AI can use a computer screen like a human user

Klein also demonstrated how AI can use a computer in the same way a person does, by seeing the screen and controlling the mouse, without having to wait for an IT team to create a new system connection first.

In a live demonstration, he showed AI opening a browser, searching for a product, selecting it and completing the ordering process on Amazon’s website without any human intervention.

Anthropic calls this capability “Computer Use”, while Amazon offers a similar service under the name Nova Act. The benefit, Klein said, is that AI can immediately be layered over legacy systems that already have a usable screen interface, without requiring a full rebuild.

Even so, he acknowledged that this approach uses more computing power than direct system integration. It is therefore better suited as a short-term solution, while the longer-term goal should be to connect AI properly with software through standard protocols.

AI agents are set to redefine enterprise systems, AWS warns

MCP aims to give AI a universal way to connect with software

Model Context Protocol, or MCP, is a connectivity standard that allows AI to interact with different software tools. Klein compared it to USB-C, a universal cable standard that works across multiple devices without requiring a separate cable for each one.

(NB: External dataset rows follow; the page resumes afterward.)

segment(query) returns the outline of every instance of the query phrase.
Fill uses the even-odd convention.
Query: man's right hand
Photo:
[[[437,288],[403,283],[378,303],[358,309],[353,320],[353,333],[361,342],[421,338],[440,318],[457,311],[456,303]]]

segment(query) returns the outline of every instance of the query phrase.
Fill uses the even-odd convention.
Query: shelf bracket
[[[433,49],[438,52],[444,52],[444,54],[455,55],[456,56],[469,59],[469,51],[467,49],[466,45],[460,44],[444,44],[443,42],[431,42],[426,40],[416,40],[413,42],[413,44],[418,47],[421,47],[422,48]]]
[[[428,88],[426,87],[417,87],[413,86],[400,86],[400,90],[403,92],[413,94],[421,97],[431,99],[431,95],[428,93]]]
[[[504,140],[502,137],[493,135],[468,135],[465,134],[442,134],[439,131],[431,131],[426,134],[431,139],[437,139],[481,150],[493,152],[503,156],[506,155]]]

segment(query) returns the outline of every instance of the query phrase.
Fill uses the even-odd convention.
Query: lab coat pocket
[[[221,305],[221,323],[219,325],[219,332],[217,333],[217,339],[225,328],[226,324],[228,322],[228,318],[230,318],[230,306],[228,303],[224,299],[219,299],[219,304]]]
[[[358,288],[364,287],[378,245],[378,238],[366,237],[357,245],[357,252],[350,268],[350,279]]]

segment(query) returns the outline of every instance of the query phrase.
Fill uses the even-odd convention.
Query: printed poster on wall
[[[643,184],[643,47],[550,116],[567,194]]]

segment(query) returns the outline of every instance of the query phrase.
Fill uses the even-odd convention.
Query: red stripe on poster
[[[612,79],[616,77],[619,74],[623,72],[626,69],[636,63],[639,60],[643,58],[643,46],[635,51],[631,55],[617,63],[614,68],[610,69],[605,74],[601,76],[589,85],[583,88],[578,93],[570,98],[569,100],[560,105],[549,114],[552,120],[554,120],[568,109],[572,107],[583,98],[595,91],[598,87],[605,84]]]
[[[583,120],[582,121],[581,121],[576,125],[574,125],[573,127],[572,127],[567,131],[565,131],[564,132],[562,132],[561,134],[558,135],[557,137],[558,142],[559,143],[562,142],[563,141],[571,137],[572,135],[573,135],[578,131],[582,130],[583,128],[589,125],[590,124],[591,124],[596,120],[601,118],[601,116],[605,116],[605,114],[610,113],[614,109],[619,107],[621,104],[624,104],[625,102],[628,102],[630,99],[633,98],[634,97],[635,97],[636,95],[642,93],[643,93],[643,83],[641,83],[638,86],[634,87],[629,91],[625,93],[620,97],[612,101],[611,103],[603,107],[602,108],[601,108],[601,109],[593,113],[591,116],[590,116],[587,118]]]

He demonstrated this by connecting the Claude model to Blender, a 3D design application that typically requires considerable specialist expertise. Although he said he had no knowledge of the software himself, he was able to give AI an image and ask it to turn it into a 3D model. The AI then controlled Blender on its own, adding trees, creating a house and resizing components, without the user needing to know how the software worked.

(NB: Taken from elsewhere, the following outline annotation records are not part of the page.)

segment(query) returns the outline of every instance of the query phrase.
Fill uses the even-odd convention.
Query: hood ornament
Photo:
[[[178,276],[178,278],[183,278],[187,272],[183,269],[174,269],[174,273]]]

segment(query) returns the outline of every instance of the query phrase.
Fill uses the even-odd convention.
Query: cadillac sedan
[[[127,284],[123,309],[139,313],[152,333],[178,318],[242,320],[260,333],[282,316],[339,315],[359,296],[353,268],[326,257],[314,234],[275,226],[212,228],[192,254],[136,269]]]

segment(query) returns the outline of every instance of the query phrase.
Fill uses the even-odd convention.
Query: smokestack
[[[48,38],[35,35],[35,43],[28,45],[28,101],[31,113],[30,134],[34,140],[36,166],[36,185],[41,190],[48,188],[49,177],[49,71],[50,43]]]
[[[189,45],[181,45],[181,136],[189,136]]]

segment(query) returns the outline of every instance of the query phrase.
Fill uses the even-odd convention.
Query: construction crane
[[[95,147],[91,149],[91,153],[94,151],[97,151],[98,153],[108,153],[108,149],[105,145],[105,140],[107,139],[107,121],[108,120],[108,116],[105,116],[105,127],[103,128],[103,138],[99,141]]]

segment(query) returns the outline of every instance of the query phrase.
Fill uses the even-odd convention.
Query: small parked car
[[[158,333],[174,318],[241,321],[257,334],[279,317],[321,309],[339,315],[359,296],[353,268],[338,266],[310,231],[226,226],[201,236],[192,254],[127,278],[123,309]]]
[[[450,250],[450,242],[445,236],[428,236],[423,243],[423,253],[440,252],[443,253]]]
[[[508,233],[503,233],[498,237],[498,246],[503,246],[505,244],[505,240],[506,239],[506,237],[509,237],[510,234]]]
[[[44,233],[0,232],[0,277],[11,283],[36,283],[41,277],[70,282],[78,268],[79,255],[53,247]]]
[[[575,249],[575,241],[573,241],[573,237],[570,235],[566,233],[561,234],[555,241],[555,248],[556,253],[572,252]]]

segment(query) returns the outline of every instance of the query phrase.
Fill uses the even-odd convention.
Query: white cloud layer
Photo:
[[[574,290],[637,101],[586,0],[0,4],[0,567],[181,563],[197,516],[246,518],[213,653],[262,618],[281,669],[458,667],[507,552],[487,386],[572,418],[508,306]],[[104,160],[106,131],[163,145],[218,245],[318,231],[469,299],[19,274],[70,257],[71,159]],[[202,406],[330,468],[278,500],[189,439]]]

Klein highlighted that this was the true power of MCP: not just enabling AI to read data, but allowing it to control and use existing software like an expert.

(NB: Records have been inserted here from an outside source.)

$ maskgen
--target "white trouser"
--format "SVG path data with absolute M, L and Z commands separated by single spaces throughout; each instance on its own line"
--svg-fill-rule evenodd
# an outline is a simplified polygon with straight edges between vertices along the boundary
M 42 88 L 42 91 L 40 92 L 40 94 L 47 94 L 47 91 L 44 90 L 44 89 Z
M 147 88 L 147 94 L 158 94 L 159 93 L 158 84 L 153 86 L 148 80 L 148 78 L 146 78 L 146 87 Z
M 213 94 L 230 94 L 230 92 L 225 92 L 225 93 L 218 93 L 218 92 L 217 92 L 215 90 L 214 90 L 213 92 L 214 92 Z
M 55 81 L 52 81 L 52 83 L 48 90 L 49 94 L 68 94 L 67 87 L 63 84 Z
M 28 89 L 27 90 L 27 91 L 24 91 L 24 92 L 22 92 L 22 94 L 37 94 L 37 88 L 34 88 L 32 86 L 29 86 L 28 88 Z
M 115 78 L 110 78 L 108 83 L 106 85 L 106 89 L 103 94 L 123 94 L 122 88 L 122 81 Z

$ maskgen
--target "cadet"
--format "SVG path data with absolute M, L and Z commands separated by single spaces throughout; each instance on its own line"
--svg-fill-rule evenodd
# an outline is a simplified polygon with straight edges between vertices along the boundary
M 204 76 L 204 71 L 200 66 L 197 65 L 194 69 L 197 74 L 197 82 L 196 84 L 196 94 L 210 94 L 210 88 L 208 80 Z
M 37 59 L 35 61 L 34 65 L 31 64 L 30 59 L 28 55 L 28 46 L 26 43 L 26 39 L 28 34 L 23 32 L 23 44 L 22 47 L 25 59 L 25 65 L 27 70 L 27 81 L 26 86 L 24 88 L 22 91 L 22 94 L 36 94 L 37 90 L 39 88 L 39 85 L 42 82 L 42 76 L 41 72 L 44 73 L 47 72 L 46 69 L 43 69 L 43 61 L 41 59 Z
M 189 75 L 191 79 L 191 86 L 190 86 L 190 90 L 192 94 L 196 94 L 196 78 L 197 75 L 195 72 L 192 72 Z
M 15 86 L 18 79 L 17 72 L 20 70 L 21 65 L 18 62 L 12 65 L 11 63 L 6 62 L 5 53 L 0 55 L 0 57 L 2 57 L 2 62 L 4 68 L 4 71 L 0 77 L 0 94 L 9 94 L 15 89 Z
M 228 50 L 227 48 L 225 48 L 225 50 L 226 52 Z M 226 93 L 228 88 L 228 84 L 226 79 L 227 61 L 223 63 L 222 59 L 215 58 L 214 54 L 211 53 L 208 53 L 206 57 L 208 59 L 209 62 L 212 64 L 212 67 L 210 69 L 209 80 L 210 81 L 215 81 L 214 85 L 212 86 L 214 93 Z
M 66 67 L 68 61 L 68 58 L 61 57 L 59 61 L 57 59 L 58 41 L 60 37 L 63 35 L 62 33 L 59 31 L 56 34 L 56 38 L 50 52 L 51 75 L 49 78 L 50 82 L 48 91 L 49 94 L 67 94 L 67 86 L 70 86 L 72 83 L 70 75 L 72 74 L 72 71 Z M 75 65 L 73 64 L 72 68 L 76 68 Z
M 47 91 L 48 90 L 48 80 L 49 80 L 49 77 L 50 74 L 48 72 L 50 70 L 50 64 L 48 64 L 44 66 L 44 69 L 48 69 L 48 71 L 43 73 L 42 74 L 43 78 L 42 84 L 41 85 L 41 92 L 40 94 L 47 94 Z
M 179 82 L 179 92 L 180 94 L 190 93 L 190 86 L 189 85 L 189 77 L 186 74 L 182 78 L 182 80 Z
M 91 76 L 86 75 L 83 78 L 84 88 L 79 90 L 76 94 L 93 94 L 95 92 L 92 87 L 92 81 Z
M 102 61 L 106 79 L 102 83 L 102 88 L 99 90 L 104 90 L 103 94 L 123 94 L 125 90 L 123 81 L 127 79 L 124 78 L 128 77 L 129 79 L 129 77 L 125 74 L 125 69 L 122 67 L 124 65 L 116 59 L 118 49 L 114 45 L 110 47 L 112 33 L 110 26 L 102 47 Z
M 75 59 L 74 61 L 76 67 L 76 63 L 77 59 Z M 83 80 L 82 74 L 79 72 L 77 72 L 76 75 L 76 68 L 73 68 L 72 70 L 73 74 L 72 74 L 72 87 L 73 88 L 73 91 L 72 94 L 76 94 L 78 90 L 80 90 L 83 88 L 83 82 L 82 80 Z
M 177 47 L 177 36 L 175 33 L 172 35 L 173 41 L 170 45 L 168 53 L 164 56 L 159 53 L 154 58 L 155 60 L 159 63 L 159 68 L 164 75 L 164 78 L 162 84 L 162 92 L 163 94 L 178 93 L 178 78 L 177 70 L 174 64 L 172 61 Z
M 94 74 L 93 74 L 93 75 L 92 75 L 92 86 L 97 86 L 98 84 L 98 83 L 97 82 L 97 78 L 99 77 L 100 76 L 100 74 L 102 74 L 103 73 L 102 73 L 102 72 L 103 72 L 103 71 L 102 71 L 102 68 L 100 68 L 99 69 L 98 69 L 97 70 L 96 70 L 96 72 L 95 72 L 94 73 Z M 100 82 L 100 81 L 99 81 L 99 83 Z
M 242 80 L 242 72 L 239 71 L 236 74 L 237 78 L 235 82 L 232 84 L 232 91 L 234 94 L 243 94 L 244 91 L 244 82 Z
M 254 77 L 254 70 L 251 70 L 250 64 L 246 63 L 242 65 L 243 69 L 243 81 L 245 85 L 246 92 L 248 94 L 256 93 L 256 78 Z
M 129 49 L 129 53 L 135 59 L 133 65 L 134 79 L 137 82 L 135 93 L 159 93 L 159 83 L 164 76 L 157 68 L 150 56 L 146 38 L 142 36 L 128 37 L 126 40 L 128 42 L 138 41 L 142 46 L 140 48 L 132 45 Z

Amazon robots are trained millions of times a day in virtual worlds

In the final part of his presentation, Klein showed video of robots in Amazon warehouses moving beneath shelves, lifting entire shelving units and transporting goods while working in the same space as human staff. He said this is a highly complex engineering challenge because the robots must operate safely around people.

“You have millions of different product variations. Some are heavy, some are sturdy, and some are squishy. So you need a robotic hand with the sense of touch to understand how hard or how softly it needs to grip a particular object. That is our latest innovation, combining robotics, machine learning and AI,” Klein said.

He also explained that training robots in the real world is constrained by time, since there are only 24 hours in a day and only a limited number of real-life situations that can occur. 

To overcome that, Amazon uses NVIDIA’s Omniverse simulation software to create realistic virtual warehouse environments and generate millions of different scenarios in a single day.

These include situations in which a person pushes a robot, an item spills on the floor, the power goes out or other unusual conditions arise, allowing robots to learn how to respond safely in a wide range of situations.

Amazon is also developing robotic hands fitted with touch sensors at the fingertips, enabling them to detect whether an object is heavy or light, hard or soft. This matters because warehouse inventories include millions of items with vastly different characteristics. 

The company is also introducing humanoid robots to move baskets used in order sorting.

Klein said the reason for using a human-like form is that such robots can work immediately in spaces already designed for humans, without the need to redesign the entire warehouse structure, generating significant cost savings.

He concluded by saying Amazon remains committed to expanding infrastructure in Southeast Asia, including Thailand, in both data centres and workforce skills development.

The real question, he said, is not which industries AI will transform, but which organisations will move fastest to lead that transformation.